Research Interests

Introduction

As a PhD student, I am investigating the problem of inducing Stochastic Graph Grammars, and of exploring the utility of such grammatical models. I am pursuing research at the
CORAL Lab at UMBC, under the supervision of Dr. Tim Oates . Here, I will briefly explain what graph grammars are, and why they are important (and interesting!).

Graph Grammars

A grammar is a set of rules that describes a language. A language is a collection of sentences; a sentence, in turn, is a linear sequence of words. A graph grammar, on the other hand, describes languages that are collections of graphs, instead of linear sentences. In a few minutes, I will describe why such grammars are useful; however, first we need a few more definitions.

Stochastic Graph Grammars

A grammar tells us whether a given sentence belongs to a language or not. A stochastic grammar, additionally, gives us the probability that the sentence was generated by the grammar. Similarly, a stochastic graph grammar tells us how probable it is for a given graph to have been generated by the grammar. A stochastic graph grammar is, thus, a model for a probability distribution of graphs. Such models are typically useful in scenarios where the graphs have a hierarchical structure. Non-terminal symbols represent subgraphs that behave as a unit; such a subgraph can itself be a collection of smaller subgraphs, that are units in their own right. The hierarchical and recursive nature of grammars makes them ideal as models for such distributions.
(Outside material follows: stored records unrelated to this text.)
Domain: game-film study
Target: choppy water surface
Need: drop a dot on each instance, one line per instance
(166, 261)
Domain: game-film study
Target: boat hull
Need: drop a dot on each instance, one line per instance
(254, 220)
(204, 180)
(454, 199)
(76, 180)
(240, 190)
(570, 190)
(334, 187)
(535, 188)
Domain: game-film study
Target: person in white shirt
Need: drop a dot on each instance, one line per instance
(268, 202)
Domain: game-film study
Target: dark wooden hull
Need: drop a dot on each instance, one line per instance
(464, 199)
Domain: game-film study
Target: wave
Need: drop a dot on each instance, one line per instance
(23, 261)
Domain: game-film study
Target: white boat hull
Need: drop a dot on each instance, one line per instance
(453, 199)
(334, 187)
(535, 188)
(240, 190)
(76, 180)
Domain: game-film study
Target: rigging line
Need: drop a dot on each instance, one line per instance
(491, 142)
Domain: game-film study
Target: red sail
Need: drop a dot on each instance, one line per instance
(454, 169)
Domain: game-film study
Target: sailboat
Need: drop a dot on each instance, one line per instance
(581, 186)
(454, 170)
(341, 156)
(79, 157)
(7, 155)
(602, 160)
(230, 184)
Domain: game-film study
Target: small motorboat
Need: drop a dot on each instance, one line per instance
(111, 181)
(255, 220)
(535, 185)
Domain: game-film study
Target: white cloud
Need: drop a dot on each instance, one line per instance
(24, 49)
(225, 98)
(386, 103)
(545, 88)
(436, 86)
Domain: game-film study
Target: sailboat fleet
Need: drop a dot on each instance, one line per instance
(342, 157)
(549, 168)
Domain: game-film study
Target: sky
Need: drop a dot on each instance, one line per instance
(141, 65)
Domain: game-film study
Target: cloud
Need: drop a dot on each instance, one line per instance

As the next section shows, there are several real life scenarios where graph grammars provide a feasible tool for probabilistic modeling.

Applications

We now consider the following domains in which stochastic graph grammars are useful.
  • Understanding the Structure of Large Chemical Compounds

    Although the structure of many organic compounds, such as proteins, may be huge, such structures tend to be heirarchical in nature. A molecule is composed of a collection of functional groups , which are groups of atoms that behave as a single unit. A functional group, in turn, may be composed of smaller functional groups. Finally, it is often the case that functional groups can be partitioned into classes, where all members of the same class can be represented by the same formula. A simple example is CnH2n+1 that represents all alkyl groups. These properties clearly indicate that organic molecules are amenable to grammatical representations.

    How are such models useful? Once a grammar has been learned for a family of such molecules, we can generate samples from the underlying distribution of those molecules, assisting in compound design. Besides, given a molecule, we can calculate the probability that it was generated by this distribution. Intuitively, more stable molecules are more probable. Thus, such analysis can give us insight into the stability of the compound.

  • Understanding and Classifying Social Networks

    Social networks can be represented as graphs, where nodes represent individuals, and edges represent acquaintance. Like organic molecules, social networks, too, have a hierarchical, recursive structure. A network may be composed of several communities; a community itself maybe a collection of several smaller communities. If a family of social networks can be modeled using a stochastic graph grammar, then, given a new network, we can tell how likely it is that the network belongs to the same family. This can be useful in classifying networks, and, in partcular, identifying malicious ones.